Experts Condemn Obama's Health Insurance Attack Mailer

From Larry Johnson's NoQuarterusa.net: "Harbage, 2/23/08: “As Senator John Edwards former Healthcare Advisor and a currently unaffiliated healthcare reform proponent, I think that anyone familiar with the Harry and Louise campaign from the early 1990s would immediately recognize the similarity between the insurance industry’s attacks and the Obama Campaign’s mailer. This attack simply drives the debate to the lowest common denominator of generating fear.”

Ezra Klein, American Prospect: “When I say that Obama is demagoguing universal health care, this sort of campaign literature is what I’m talking about…The Obama campaign kept their hairstyles and barely even changed their clothing — which is really quite unfair to Harry and Louise, who probably let go of the plaid years back. What’s worse is that the argument they’re making is applicable to any kind of universal health care arrangement, including the arrangements Obama himself will eventually have to adopt.”

Paul Krugman, New York Times, 2/1/08: “Sorry, but this is just destructive — like the Obama plan, the Clinton plan offers subsidies to lower-income families. And BO himself has conceded that he might have to penalize people who don’t buy insurance until they need care. So this is just poisoning the well for health care reform. The politics of hope, indeed…I know that Obama supporters want to hear no evil, but this is really, really bad.”
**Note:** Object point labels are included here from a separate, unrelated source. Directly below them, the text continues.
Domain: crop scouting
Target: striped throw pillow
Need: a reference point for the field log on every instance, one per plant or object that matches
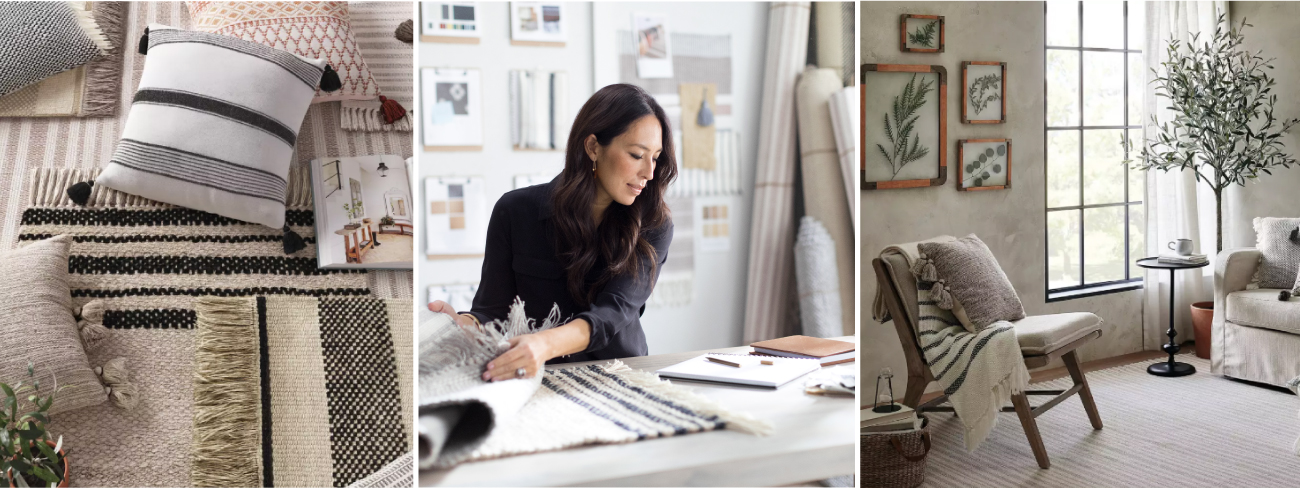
(212, 125)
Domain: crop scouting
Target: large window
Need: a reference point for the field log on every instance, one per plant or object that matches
(1093, 100)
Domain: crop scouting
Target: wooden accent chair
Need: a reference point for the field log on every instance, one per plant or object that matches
(1043, 337)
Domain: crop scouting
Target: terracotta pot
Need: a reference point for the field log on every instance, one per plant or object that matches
(1203, 319)
(61, 453)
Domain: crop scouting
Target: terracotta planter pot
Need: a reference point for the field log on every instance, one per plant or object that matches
(1203, 319)
(61, 453)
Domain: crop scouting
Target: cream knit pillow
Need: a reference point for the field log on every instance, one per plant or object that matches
(39, 325)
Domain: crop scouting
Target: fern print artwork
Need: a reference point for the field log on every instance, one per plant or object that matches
(983, 91)
(900, 126)
(924, 35)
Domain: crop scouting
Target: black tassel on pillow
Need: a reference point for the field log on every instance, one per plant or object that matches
(79, 193)
(293, 242)
(329, 81)
(144, 42)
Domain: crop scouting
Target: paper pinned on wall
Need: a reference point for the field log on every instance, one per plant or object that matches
(677, 275)
(455, 216)
(538, 109)
(697, 139)
(654, 51)
(453, 107)
(523, 181)
(460, 297)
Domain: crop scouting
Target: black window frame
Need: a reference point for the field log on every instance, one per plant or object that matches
(1084, 288)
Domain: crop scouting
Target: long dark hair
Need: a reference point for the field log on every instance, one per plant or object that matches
(620, 240)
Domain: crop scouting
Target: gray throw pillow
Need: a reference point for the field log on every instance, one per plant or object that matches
(1278, 241)
(967, 271)
(37, 325)
(39, 39)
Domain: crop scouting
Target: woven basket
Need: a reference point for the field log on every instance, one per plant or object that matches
(895, 458)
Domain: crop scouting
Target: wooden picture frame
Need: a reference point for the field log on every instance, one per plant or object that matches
(970, 167)
(983, 69)
(906, 37)
(874, 113)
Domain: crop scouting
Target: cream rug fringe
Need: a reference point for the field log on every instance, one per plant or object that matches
(226, 394)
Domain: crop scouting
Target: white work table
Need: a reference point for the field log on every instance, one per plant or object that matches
(813, 437)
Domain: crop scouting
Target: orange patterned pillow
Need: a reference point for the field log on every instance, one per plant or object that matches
(310, 29)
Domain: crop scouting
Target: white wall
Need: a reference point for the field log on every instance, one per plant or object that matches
(715, 315)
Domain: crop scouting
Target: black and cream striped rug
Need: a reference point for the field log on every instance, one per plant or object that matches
(148, 260)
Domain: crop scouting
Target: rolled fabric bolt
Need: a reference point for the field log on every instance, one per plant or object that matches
(723, 362)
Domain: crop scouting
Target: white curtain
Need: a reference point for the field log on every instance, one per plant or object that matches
(1177, 204)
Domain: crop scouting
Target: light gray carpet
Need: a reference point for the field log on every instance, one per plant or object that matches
(1192, 431)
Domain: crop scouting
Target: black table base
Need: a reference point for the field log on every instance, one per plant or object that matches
(1170, 368)
(1173, 368)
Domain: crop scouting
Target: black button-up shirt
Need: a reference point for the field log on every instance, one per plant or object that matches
(520, 260)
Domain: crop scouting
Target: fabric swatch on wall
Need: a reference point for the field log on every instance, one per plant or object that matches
(677, 276)
(538, 109)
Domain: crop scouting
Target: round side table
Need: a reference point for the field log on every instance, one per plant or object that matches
(1170, 367)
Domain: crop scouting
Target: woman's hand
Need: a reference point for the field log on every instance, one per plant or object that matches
(463, 320)
(532, 352)
(527, 352)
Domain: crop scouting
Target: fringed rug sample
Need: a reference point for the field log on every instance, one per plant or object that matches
(299, 392)
(596, 404)
(148, 260)
(90, 90)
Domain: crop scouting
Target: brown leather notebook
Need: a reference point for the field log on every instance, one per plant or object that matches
(802, 346)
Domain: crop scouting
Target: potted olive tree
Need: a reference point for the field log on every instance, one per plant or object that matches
(1223, 128)
(27, 456)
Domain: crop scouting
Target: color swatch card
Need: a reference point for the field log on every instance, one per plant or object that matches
(748, 370)
(453, 108)
(455, 216)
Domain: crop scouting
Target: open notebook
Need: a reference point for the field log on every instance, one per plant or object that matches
(752, 371)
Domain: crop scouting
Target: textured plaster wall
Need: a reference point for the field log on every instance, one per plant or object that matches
(1274, 26)
(1010, 221)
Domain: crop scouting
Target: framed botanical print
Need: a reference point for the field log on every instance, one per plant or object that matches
(904, 135)
(984, 164)
(983, 93)
(921, 33)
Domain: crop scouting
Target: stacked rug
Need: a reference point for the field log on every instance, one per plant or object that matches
(300, 392)
(594, 404)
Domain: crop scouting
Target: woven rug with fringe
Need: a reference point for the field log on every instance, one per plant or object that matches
(147, 263)
(596, 404)
(300, 392)
(90, 90)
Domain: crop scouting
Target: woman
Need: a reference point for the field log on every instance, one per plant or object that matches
(590, 241)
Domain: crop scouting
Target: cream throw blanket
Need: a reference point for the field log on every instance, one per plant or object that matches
(978, 371)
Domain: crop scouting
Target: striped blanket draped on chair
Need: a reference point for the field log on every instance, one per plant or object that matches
(979, 371)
Trudy Lieberman, Columbia Review of Journalism, 2/4/08: “[Obama’s] new mailer attacking [Senator Clinton’s] proposal resurrects the ghosts of Harry and Louise, the infamous pair in TV commercials sponsored by the insurance industry, which helped sink Bill Clinton’s efforts at reform. In those ads, a man and woman seated at the kitchen table worry that under his plan they wouldn’t be able to choose their doctor. The message: “If we let the government choose, we lose.” In Obama’s mailer, a man and a woman are seated in the same positions at a kitchen table—the woman even has the same long, blonde hair. The message: “Hillary’s plan forces everyone to buy insurance even if you can’t afford it. Is that the best we can do for families struggling with high health care costs?”